Si segnala inoltre la recentissima sentenza 10482 del 25.5.2016 con la quale la Corte di Cassazione ha ritenuto legittimo il licenziamento del dipendente per aver leso il vincolo fiduciario sussistente nei confronti del datore di lavoro.
Il dipendente, infatti, aveva incaricato un collega di “timbrare il cartellino” al suo posto, presentandosi poi al lavoro solo un’ora più tardi. Quell’oretta trafugata ha, per la Corte, rappresentato una condotta grave che può giustificare il licenziamento.

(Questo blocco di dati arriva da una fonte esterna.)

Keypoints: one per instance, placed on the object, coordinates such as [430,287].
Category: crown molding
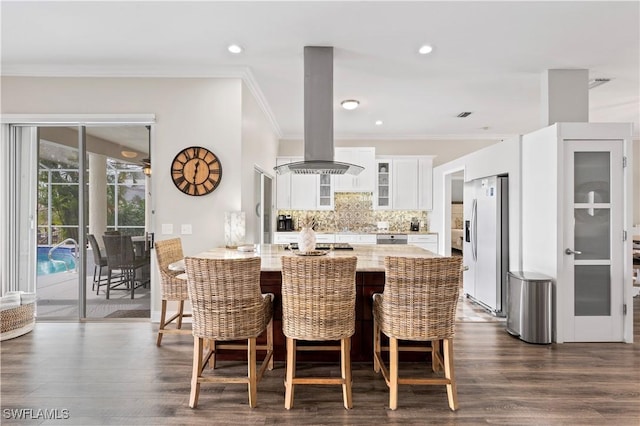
[243,73]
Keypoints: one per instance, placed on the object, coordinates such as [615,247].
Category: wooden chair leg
[95,270]
[108,283]
[180,313]
[393,373]
[270,343]
[196,371]
[251,356]
[163,317]
[452,392]
[132,278]
[376,346]
[212,358]
[436,355]
[290,373]
[345,358]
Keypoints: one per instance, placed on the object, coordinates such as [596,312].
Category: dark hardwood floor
[112,373]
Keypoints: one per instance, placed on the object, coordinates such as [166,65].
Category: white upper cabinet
[365,181]
[382,193]
[404,183]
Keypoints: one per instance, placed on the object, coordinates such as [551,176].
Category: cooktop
[323,246]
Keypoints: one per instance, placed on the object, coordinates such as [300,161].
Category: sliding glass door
[63,188]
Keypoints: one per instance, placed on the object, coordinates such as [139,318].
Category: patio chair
[173,288]
[99,262]
[121,257]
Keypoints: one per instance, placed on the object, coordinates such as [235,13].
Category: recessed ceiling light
[350,104]
[598,82]
[425,49]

Sotto un altro fronte si segnala che vi è stato il via libera anche del Governo  alle strette sugli assenteisti nel pubblico impiego. Il Consiglio dei Ministri del 15 giugno ha approvato in via definitiva il cosiddetto “decreto fannulloni”, che intende inasprire le sanzioni e velocizzare i licenziamenti nei confronti di quanti timbrano il cartellino per poi assentarsi dal posto di lavoro. La norma è stata inserita nel pacchetto della riforma Madia dopo i vari casi di dipendenti pubblici sorpresi in atti illeciti, dal Comune di Sanremo ai più recenti arresti alla Asl di Caserta.
Se colto in flagrante il lavoratore sarà sospeso in 48 ore. 

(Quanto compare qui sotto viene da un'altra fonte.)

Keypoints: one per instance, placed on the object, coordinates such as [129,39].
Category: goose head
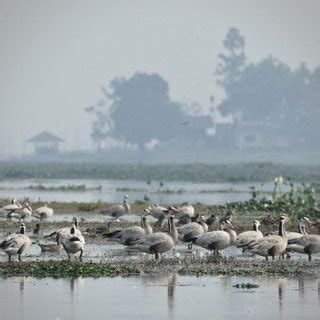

Il decreto riguarda un preciso illecito disciplinare, cioè la falsa attestazione della presenza in servizio, in altre parole, chi timbra il cartellino ma poi non va a lavorare. Se il lavoratore è colto in flagrante o registrato dalle videocamere, entro 48 ore scatta la sospensione dal servizio e dalla retribuzione. Il provvedimento partirà d’ufficio, mentre finora era rimasto facoltativo: l’obbligatorietà era prevista solo per casi più gravi.

È, insomma, il momento giusto per gli investigatori privati di farsi avanti con le Amministrazioni Pubbliche al fine di poter soddisfare queste evidenti esigenze di celerità, speditezza e snellezza nella repressione dei furbetti del cartellino.